The probability of fixation in a population size of 1, is 100%. It can't be any other way. In so far as the mutation occurs,
it will have occurred to the only individual that makes up the population, and so will have instantly become fixed. For a population size of 1, a mutation happening is the same as the mutation fixing in the population.
But I see your point, sure with a population size of 7.4B it would be almost certain to have hundreds of "A +B combos" but in such big population fixation becomes very unlikely.

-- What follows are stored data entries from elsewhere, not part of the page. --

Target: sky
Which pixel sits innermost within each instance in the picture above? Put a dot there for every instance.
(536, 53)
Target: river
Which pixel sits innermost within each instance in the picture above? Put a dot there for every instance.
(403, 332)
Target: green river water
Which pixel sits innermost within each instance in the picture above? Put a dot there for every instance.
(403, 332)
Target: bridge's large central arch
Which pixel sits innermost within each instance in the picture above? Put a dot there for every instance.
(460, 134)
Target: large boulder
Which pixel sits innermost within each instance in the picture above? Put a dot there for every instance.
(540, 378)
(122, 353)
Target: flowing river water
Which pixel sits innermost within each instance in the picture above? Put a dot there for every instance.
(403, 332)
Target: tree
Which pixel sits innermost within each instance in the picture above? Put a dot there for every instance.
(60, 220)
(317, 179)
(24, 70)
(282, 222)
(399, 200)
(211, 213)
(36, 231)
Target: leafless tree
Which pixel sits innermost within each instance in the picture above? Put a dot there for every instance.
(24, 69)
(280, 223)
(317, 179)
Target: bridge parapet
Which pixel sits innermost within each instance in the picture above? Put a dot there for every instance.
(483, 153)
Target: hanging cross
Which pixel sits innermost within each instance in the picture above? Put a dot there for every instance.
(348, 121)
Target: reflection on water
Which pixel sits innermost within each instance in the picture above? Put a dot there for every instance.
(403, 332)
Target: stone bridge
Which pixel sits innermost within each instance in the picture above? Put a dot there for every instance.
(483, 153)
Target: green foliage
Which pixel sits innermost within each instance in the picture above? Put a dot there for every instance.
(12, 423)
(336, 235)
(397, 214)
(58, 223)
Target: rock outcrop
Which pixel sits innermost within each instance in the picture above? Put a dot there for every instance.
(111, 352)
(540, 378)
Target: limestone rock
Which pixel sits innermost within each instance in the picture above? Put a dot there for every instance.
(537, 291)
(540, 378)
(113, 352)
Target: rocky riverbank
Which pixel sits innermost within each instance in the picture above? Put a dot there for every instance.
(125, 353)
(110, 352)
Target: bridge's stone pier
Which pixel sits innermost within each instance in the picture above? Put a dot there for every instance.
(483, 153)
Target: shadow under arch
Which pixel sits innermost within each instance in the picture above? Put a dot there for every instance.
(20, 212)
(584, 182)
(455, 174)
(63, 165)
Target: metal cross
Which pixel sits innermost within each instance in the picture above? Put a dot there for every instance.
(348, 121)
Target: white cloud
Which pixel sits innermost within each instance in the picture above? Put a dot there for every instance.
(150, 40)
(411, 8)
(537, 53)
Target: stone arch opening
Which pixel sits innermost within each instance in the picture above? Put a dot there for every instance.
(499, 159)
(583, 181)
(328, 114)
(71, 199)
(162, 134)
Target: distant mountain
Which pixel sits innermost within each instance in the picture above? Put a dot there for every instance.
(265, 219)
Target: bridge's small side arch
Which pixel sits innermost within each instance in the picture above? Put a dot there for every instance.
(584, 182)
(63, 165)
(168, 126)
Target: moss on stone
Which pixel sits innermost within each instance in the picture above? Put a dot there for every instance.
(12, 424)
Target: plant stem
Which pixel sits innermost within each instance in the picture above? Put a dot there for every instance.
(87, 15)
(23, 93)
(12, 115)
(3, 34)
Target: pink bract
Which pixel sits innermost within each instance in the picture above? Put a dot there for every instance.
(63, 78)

How unlikely? We need the formula for the probability of fixation of a beneficial mutation, where it factors in population size, the initial frequency of the allele in the population, and the selection coefficient of the beneficial allele compared to non carriers. Since we are talking about a hypothetical example, we will have to agree on a realistic selection coefficient. Those vary quite wildly in nature. Alleles are known that affect reproductive success anywhere on a spectrum of fitness effects that span from outright lethal (a cell that has the mutation is flat out dead straight after cell division) to basically doubling or tripling reproductive success (carriers have double or three times the average number of offspring).
To keep things conservative, I suggest we use a number like 2% increase in reproductive success of carriers.

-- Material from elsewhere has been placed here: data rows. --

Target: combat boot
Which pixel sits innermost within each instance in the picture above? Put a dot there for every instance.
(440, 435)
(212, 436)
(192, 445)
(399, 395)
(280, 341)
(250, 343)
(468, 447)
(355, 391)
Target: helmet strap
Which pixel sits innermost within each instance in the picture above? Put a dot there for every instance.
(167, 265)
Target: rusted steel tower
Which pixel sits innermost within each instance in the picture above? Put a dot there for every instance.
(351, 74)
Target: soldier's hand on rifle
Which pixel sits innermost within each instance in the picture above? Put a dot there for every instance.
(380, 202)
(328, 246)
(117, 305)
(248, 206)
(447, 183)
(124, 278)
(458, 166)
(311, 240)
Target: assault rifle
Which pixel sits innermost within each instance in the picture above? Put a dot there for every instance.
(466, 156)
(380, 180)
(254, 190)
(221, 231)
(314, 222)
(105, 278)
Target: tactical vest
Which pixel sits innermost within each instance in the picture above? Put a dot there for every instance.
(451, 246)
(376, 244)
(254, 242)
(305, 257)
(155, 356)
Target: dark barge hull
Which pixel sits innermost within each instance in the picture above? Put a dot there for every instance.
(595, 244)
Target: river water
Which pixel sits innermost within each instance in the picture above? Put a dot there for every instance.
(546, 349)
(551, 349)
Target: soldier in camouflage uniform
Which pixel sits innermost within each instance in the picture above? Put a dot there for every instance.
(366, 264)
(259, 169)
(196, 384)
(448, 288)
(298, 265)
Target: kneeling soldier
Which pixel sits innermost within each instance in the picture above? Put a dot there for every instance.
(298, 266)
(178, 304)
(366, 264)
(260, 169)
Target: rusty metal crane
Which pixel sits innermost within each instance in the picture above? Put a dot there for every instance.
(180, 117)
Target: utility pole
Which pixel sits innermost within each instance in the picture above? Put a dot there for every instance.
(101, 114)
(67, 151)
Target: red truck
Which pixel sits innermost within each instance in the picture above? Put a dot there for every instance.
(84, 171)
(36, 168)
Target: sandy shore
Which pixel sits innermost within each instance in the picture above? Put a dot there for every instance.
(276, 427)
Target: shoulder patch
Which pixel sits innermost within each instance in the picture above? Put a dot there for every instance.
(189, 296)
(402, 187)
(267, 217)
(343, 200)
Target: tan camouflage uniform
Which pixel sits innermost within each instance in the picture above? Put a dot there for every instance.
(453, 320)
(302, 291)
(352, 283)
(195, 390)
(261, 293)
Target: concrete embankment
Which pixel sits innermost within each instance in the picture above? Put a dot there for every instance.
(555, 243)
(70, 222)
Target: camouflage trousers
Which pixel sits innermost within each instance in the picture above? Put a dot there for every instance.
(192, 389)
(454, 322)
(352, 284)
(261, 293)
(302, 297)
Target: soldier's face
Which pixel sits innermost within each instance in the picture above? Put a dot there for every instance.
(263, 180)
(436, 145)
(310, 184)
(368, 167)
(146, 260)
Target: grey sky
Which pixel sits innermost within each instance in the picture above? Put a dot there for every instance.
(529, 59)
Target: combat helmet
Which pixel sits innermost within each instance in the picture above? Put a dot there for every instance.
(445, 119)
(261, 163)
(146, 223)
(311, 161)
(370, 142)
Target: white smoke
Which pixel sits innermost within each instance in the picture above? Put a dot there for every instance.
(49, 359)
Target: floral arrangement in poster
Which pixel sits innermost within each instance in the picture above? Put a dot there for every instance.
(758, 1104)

The probability of fixation is 1/2N
... for a
neutral allele and with no new mutations occurring, in a population of constant size.
This is not what we are trying to calculate. The A+B combo is beneficial, remember?
Initially we were trying to determine the probability of occurrence of a double neutral mutation that shows beneficial epistatic interaction. As in they are neutral alone, but beneficial together.
That's what you set out to determine. To begin with I (still, entirely correctly) informed you that you can't calculate this number, because the frequency by which individually neutral mutations
are beneficial when simultaneously present is an empirical question. You have to
observe how often mutations that are individually neutral, have beneficial effects when together.
Only by observing the frequency by which this occurs, can you calculate the probability that it will occur in the future.
In response you've been blathering very incompetently about population genetics. I'm not a population geneticist and neither are you, but I can see already with the little I know that you know even less than me and you can't think straight.